HM Opposition Shadow Minister for Housing, Lands & Transport
- Incumbent
- Assumed office December 2011

Personal details
- Born: Damon James Bossino 14 January 1972 (age 54) Gibraltar
- Party: Gibraltar Social Democrats (GSD) (since 2011)
- Other political affiliations: GNP (1996–2000)
- Spouse: Rosa
- Children: 2
- Education: Kingston University
- Occupation: barrister

= Damon Bossino =

Gibraltarian lawyer & politician

Damon James Bossino is a Gibraltarian barrister and Member of the Gibraltar Parliament representing the Gibraltar Social Democrats. He is married to Rosa Arrimadas from Spain with whom he has three children (One of whom has severe mental disability).

== Biography ==
Damon Bossino was educated at Bayside Comprehensive School, where he was a contemporary of Fabian Picardo, the incumbent Chief Minister and leader of the Gibraltar Socialist Labour Party. He studied law in England (Kingston University) and after completing his Bar Professional Training Course at the Inns of Court School of Law, he was admitted to the Bar in 1995 (England and Gibraltar).

Bossino was a candidate in the 1996 general elections by the Gibraltar National Party (GNP), at the age of 24, with many still recalling the concession speech delivered on behalf of the party the morning after the vote. He left what then became the Liberal Party before the 2000 general elections on the ground of its alliance with the GSLP. Prior to the election and up to the time of his resigning from the party he participated in political debates and interviews on TV and radio. He remained out of front line politics until he stood at the last general election but has been a keen follower of the political scene during that time.
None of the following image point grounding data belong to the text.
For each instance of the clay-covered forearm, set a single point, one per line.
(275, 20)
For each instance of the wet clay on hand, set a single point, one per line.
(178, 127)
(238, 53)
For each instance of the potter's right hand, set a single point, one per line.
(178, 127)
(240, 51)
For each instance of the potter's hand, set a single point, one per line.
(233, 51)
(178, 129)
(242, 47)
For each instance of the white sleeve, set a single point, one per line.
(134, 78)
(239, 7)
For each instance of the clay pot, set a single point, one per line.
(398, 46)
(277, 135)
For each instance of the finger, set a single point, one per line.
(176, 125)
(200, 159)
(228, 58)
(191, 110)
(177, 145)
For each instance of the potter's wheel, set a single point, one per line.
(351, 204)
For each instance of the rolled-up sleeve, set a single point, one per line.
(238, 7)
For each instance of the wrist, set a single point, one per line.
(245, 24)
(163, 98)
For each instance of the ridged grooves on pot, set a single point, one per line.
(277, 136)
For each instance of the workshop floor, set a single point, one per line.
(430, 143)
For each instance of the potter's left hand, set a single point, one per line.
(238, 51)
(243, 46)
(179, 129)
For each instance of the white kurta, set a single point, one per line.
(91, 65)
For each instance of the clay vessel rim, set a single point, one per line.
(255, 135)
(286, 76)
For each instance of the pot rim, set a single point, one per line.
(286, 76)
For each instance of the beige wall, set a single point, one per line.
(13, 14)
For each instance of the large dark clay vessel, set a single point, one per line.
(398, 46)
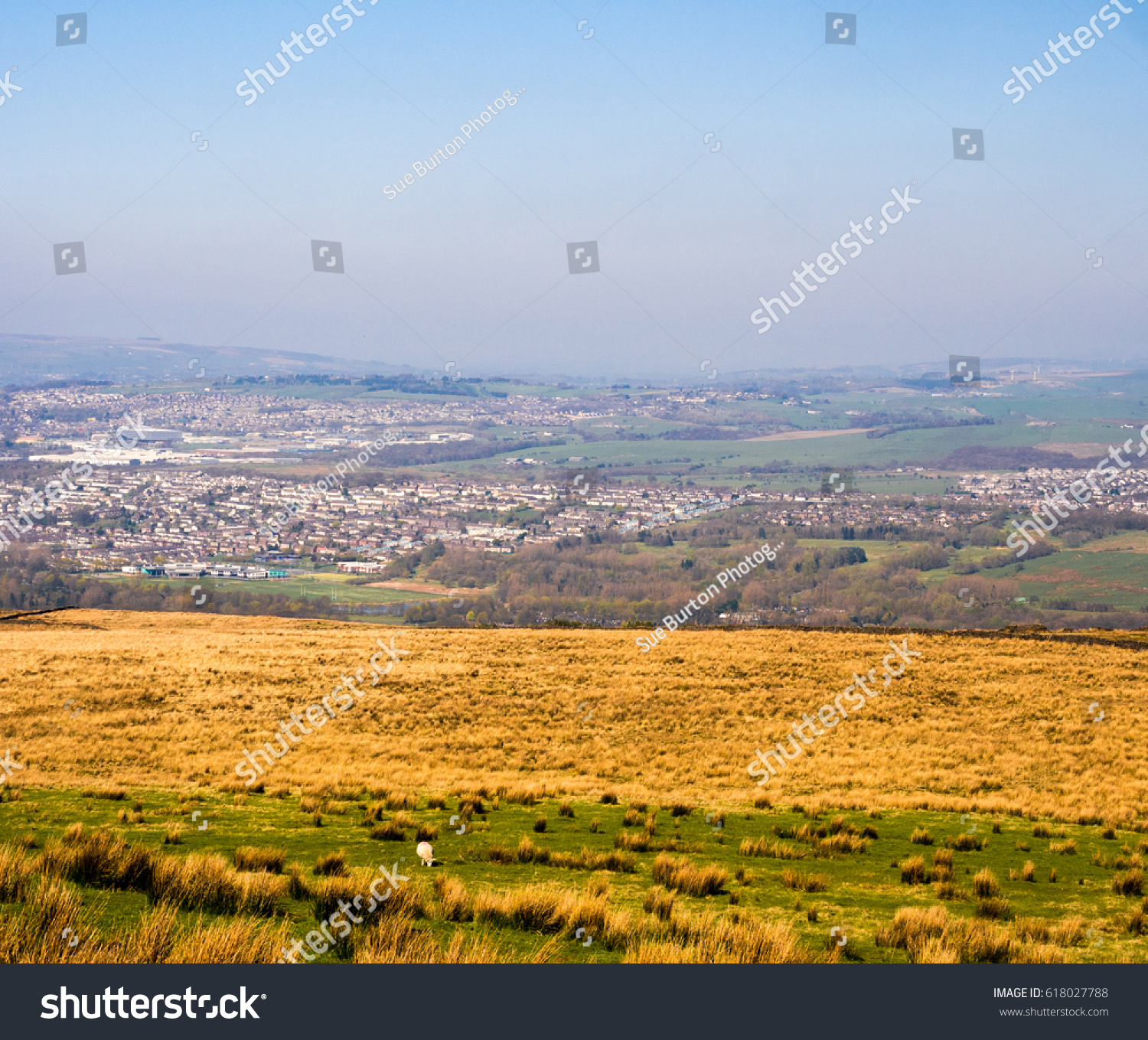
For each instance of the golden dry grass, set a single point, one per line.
(174, 699)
In the 2011 general election he was elected as an MP for the Gibraltar Social Democrats and appointed shadow minister for Transport and Tourism. He has had a keen interest in politics since his teens, having participated in school and TV debates on political subjects with Fabian Picardo who was in the same school year, with both making their TV debut debating politics in a programme chaired by Clive Golt in 1991 called ‘Live from the Rock’ which was filmed from the Rock Hotel.
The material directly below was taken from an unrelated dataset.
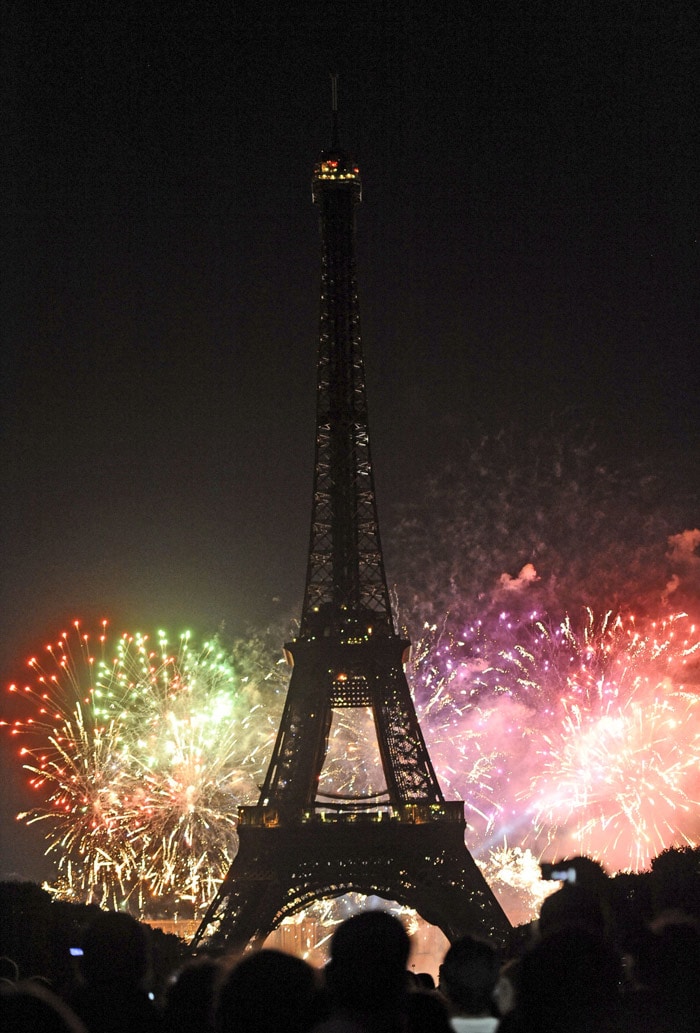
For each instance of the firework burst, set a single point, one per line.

Bossino was appointed Deputy Leader of the GSD on 17 March 2014. He is opposed to the Brussels process and is an advocate of tripartite, open agenda dialogue with Spain, all of which, he has argued, were achieved in the context of the Trilateral Forum of Dialogue secured during the third GSD term. He is firm in his view that the sovereignty of Gibraltar is not a matter for negotiation with Spain.